Aydınlığa Umutla Yürümektir, Okumak!

Aydınlığa Umutla Yürümektir, Okumak!
  • 11
    2
    2
    2

  • Modern çağda savruk gelişmelere hayret edemeden, zihin dünyamıza atılan -ve bizi hipnotize eden- epistemik yığınlarla çizilmiş bir yol haritasıyla sair gayeler uğruna düzüle büzüle yol yürüyoruz. Mefkûrelerimiz ve kelimelerimiz üzerinden gerçekleştirilen sömürü girişimleri zihni bir mukavemet ile karşılaşamadığı için tahrip olmuş ve gelen her misafirin tavrıyla yeni bir esvaba bürünmüştür. Hayatı başkalarının satırlarıyla anlamaya çalışırken kendi satırlarından kopuk bir maceraya açılmanın ve imite tutumlarla kendi ben’ine yabancı kalmanın adıdır okumamak. Fikirlerin ses verdiği bir dünyada çıkan herhangi bir sese tek nefesle bile iştirak etmekten mahrum kalmaktır okumamak. Başkasının hayatını kendi bedeninde yaşatmaktır okumamak ve sarfedilebilir cabası… Toplumsal marazaların, önyargılı yaklaşımların,  pasif siyasi politikaların, güdümlü linçlerin, eğitimsel kifayetsizliklerin, iş görmez muhalefetlerin, anlamsız sosyal ilişkilerin ve birbirini dinlememenin temel sebebi okumak eyleminden uzak kalmaktır. Okumak eyleminin ahlak edinilmemesi toplumda tedavisi muhal yaralar açmaktadır. Çünkü insan sosyal bir varlıktır ve hem etkilenen hem de etkileyendir. Kleinbaum’un enfes eseri ‘’Dead Poets Society’’da geçen, - Kitap okuyor musun Bay Anderson? - Okumuyorum, eksikliğini de hissetmiyorum. - Ama biz hissediyoruz. Diyalogu ifade edilenlere temel teşkil etmektedir. Müşterek bir mekâna sahip olmamız ve küreselleşmiş bir dünyada yaşamamız hasebiyle toplumsal sorumluluklarımızın olduğunu unutmamalıyız. Eskilerin diyarlar ve beldeler kat ederek ulaştığı ve uğruna bedeller ödediği öğrenmek eylemine biz tek adım dahi atmakta zorlanıyoruz.

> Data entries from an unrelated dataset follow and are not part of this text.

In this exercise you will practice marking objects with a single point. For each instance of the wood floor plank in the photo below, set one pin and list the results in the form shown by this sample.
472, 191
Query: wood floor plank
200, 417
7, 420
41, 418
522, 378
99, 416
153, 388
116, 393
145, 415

    Bilginin mumla arandığı ve arayanının çok olduğu zamanlardan, her yerde ışık olmasına rağmen okumaktan kaçan ve karanlığa müptela olanların zamanlarına geldik. Tozlanmış kitap raflarına yaklaşmamızın popüler nedenlerinden ‘artık modası geçti diye rafları değiştirmek’ fikri ve bu çok acı…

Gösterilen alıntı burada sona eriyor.